On the Density of Self-identifying Codes in $K_m \times P_n$ and $K_m \times C_n$
Jihong Liu, Hao Qi, Zhangwei Shan
TL;DR
The paper analyzes self-identifying codes in the direct product graphs $K_m \times P_n$ and $K_m \times C_n$, establishing tight lower and upper bounds on the minimum size $\gamma^{\mathrm{SID}}$ and proving that the asymptotic density $\gamma^{\mathrm{SID}}/|V(G)|$ tends to $\frac{1}{3}$ for both graph families. It combines structural necessary conditions, explicit column- and pattern-based constructions, and symmetry arguments to derive bounds that match in the asymptotic regime. Importantly, the results show that the stronger self-identifying constraint does not increase the asymptotic density relative to standard identifying codes in these products. The methods are applicable for $m \ge 3$ with appropriate ranges of $n$ and suggest exploring SID densities in other graph products.
Abstract
We study the asymptotic density of self-identifying codes in the direct product graphs $K_m \times P_n$ and $K_m \times C_n$ (the direct product of complete graphs with paths and cycles).
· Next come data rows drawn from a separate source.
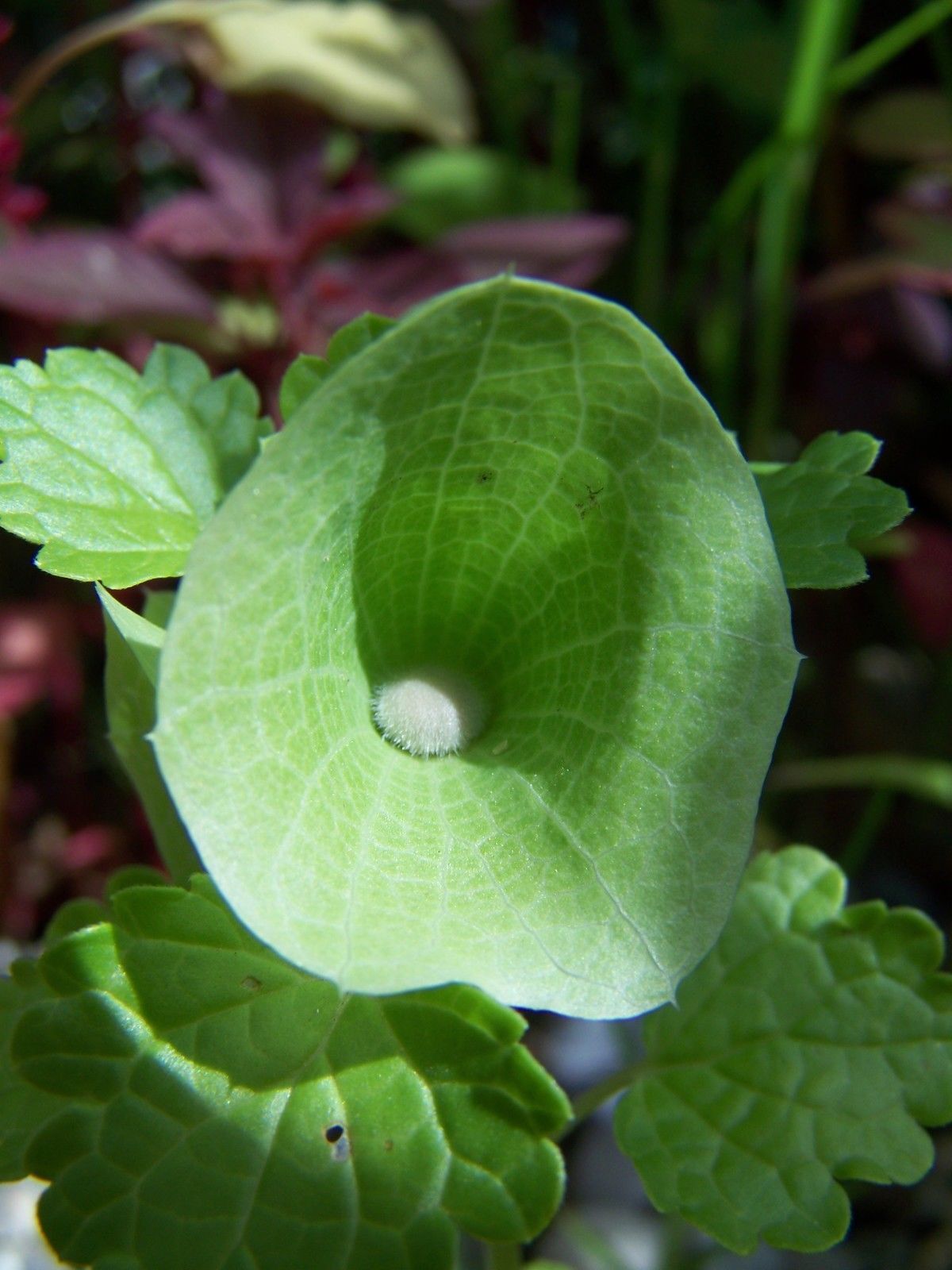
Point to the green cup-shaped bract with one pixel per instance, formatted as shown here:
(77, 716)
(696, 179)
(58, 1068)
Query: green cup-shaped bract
(518, 488)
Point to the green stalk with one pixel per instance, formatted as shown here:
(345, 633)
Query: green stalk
(780, 230)
(869, 59)
(651, 257)
(503, 1257)
(725, 216)
(566, 125)
(866, 832)
(590, 1100)
(922, 778)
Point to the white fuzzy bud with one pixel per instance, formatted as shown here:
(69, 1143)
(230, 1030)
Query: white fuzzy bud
(429, 713)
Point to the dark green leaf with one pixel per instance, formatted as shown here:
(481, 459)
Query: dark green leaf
(824, 507)
(806, 1049)
(230, 1110)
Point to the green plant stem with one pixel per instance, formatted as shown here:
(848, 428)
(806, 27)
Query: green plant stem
(922, 778)
(724, 217)
(869, 59)
(785, 196)
(503, 1257)
(867, 829)
(626, 48)
(498, 44)
(592, 1099)
(651, 257)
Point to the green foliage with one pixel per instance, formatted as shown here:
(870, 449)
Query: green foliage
(517, 484)
(209, 1104)
(116, 473)
(803, 1051)
(132, 648)
(443, 188)
(823, 508)
(23, 1108)
(308, 371)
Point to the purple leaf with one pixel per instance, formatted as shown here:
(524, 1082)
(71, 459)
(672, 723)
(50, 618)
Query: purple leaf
(201, 226)
(568, 249)
(267, 194)
(94, 277)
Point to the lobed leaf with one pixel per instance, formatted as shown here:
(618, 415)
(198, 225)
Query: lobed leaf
(518, 484)
(806, 1049)
(824, 507)
(25, 1109)
(308, 371)
(228, 1110)
(116, 473)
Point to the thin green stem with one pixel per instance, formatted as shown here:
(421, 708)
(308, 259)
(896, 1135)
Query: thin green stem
(866, 832)
(651, 260)
(782, 210)
(867, 60)
(725, 215)
(626, 46)
(923, 778)
(498, 44)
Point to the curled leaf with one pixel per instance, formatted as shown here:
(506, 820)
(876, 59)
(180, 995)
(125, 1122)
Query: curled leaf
(359, 61)
(516, 488)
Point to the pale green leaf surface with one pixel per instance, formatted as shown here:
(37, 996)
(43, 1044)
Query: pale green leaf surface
(305, 374)
(824, 507)
(520, 484)
(228, 406)
(806, 1049)
(205, 1073)
(114, 473)
(132, 648)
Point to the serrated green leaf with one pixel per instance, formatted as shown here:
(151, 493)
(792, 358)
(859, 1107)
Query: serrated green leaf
(305, 374)
(132, 648)
(228, 406)
(230, 1110)
(808, 1049)
(308, 372)
(116, 473)
(520, 484)
(23, 1108)
(824, 507)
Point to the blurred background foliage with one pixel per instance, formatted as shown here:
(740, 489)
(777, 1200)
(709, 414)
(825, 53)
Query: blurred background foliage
(768, 183)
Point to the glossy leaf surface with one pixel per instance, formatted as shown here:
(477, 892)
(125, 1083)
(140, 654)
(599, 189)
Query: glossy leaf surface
(114, 473)
(808, 1049)
(824, 507)
(517, 484)
(228, 1110)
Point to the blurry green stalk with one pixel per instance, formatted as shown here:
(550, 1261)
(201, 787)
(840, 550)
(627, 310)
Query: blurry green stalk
(824, 29)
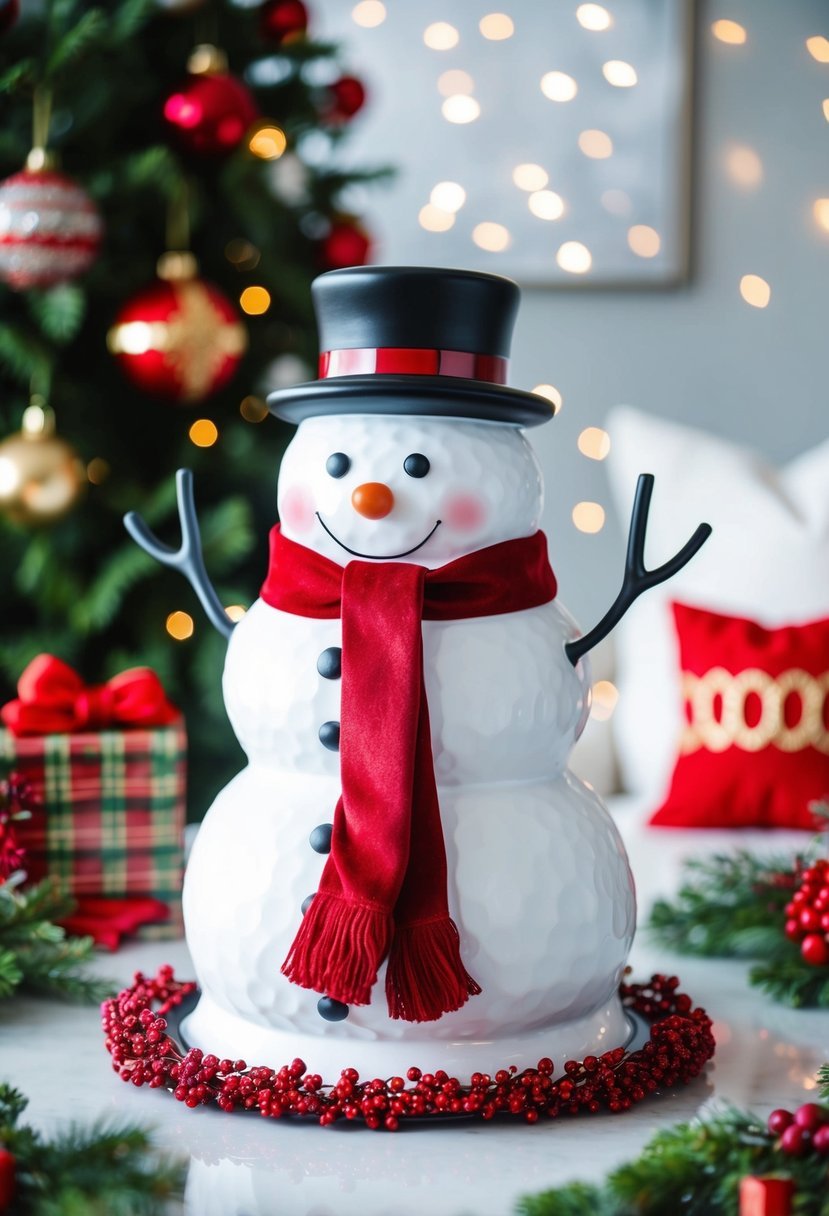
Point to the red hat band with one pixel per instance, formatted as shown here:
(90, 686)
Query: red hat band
(412, 361)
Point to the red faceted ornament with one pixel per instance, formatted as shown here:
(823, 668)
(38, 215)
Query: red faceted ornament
(347, 245)
(50, 229)
(180, 338)
(344, 99)
(282, 21)
(214, 111)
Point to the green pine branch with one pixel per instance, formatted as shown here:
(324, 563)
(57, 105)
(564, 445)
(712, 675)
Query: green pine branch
(58, 311)
(732, 906)
(728, 906)
(24, 356)
(787, 978)
(102, 1170)
(35, 953)
(694, 1169)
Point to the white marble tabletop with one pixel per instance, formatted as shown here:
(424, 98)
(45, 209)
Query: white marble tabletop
(244, 1166)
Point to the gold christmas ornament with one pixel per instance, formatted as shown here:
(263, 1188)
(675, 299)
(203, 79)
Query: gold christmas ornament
(40, 476)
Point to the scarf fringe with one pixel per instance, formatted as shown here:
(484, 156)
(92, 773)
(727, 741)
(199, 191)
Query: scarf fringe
(426, 977)
(338, 949)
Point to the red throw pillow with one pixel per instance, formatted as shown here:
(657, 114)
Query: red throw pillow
(755, 746)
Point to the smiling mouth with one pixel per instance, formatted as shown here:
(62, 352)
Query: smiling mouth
(377, 557)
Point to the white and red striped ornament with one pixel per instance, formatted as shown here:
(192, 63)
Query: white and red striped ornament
(50, 229)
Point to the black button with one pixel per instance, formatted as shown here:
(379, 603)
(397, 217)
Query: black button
(330, 664)
(320, 838)
(330, 736)
(331, 1009)
(417, 465)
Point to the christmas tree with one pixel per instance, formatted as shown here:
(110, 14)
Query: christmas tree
(185, 128)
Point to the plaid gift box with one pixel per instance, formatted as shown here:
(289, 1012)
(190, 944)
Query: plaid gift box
(112, 812)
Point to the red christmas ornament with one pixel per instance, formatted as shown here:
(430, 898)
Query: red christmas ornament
(347, 245)
(344, 99)
(283, 21)
(214, 111)
(50, 229)
(7, 1170)
(180, 338)
(807, 919)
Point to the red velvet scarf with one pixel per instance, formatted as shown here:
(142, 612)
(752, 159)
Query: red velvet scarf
(383, 889)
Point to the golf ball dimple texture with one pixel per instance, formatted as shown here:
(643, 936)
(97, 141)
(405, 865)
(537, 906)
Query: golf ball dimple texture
(539, 883)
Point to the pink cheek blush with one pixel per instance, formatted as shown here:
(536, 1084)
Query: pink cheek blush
(297, 510)
(464, 512)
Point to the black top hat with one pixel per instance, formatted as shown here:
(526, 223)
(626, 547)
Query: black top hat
(413, 339)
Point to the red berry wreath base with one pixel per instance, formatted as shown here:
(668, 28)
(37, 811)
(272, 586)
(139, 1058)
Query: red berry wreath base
(142, 1052)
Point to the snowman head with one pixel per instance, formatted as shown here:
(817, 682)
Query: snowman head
(410, 444)
(402, 488)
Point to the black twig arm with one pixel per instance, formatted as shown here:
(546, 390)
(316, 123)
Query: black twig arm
(187, 558)
(637, 579)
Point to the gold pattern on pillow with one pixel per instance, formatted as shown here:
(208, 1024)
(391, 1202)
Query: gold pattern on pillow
(729, 727)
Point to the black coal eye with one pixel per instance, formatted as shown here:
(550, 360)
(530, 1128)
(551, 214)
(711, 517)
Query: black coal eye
(417, 465)
(338, 465)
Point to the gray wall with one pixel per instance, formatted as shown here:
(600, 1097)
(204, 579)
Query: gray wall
(699, 354)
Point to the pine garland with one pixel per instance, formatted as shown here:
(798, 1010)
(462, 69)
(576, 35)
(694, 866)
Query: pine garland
(694, 1169)
(103, 1170)
(733, 906)
(35, 953)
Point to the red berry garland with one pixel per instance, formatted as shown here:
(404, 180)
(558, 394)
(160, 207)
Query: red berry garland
(807, 915)
(681, 1043)
(805, 1131)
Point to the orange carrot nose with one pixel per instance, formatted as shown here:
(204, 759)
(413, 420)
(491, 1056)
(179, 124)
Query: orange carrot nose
(372, 500)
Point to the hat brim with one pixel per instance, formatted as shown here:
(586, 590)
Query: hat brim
(441, 397)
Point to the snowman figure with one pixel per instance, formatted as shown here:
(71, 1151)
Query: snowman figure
(422, 879)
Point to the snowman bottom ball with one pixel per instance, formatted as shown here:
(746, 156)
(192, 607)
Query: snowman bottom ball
(541, 893)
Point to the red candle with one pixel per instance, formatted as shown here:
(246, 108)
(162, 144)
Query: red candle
(766, 1197)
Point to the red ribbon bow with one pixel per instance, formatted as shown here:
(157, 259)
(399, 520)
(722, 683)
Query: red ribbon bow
(52, 699)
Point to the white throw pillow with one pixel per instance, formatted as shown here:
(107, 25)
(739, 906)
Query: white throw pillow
(767, 559)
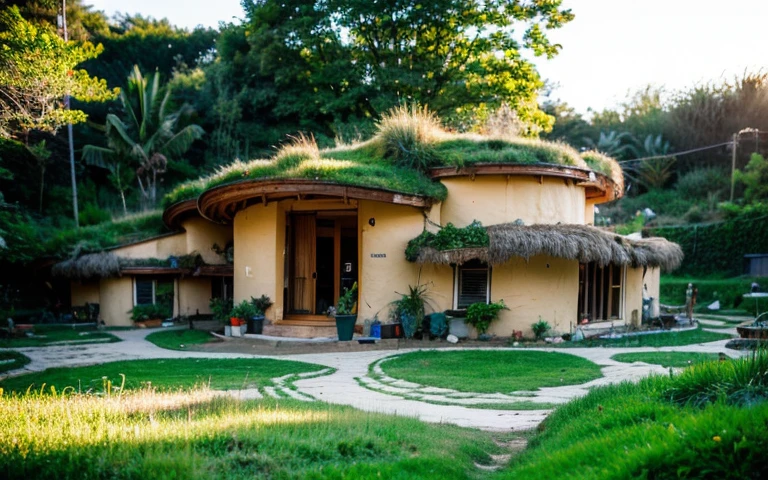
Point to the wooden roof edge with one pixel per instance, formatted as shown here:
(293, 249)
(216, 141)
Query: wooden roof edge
(598, 185)
(176, 212)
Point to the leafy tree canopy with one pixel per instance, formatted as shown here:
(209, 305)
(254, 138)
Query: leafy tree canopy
(37, 69)
(334, 66)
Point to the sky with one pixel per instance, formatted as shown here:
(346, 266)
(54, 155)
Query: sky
(612, 47)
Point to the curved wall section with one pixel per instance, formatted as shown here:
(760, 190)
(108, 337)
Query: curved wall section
(499, 199)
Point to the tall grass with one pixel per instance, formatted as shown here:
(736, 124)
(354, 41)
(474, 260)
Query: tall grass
(635, 431)
(146, 435)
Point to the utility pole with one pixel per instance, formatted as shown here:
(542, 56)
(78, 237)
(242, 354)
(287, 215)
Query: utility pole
(733, 163)
(69, 127)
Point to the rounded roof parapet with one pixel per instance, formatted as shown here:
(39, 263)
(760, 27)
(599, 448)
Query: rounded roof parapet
(599, 187)
(220, 204)
(175, 213)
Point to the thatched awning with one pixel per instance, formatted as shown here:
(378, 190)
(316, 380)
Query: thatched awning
(574, 242)
(107, 264)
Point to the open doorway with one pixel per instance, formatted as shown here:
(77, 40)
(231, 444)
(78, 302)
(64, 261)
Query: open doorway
(321, 261)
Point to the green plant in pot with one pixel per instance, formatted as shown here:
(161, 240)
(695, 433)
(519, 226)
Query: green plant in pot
(343, 312)
(409, 309)
(256, 323)
(242, 312)
(480, 315)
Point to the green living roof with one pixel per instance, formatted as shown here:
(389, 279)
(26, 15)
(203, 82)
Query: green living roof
(397, 158)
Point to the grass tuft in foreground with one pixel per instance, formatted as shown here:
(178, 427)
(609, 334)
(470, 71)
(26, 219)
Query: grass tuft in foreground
(491, 371)
(656, 429)
(146, 435)
(12, 360)
(163, 374)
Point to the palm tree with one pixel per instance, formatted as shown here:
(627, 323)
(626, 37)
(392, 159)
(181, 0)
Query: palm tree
(147, 134)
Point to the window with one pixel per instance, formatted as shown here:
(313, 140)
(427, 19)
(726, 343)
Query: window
(153, 291)
(600, 291)
(472, 284)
A self-identifying code is a dominating set $S$ where each vertex $u$ (in $G$) is uniquely determined by the intersection $\bigcap_{c \in N[u] \cap S} N[c]$. Let $γ^{\rm SID}(G)$ denote its minimum size. For these product graphs, we establish new lower and upper bounds on $γ^{\rm SID}$. Crucially, from these bounds we prove that the asymptotic density $γ^{\rm SID}(G) / |V(G)|$ of a smallest self-identifying code converges to 1/3 for both families of graphs. This value matches the known asymptotic density of standard identifying codes in the same graphs, as established by Shinde and Waphare. Our result therefore shows that the stronger self-identifying constraint does not necessitate a higher density of vertices in this product setting.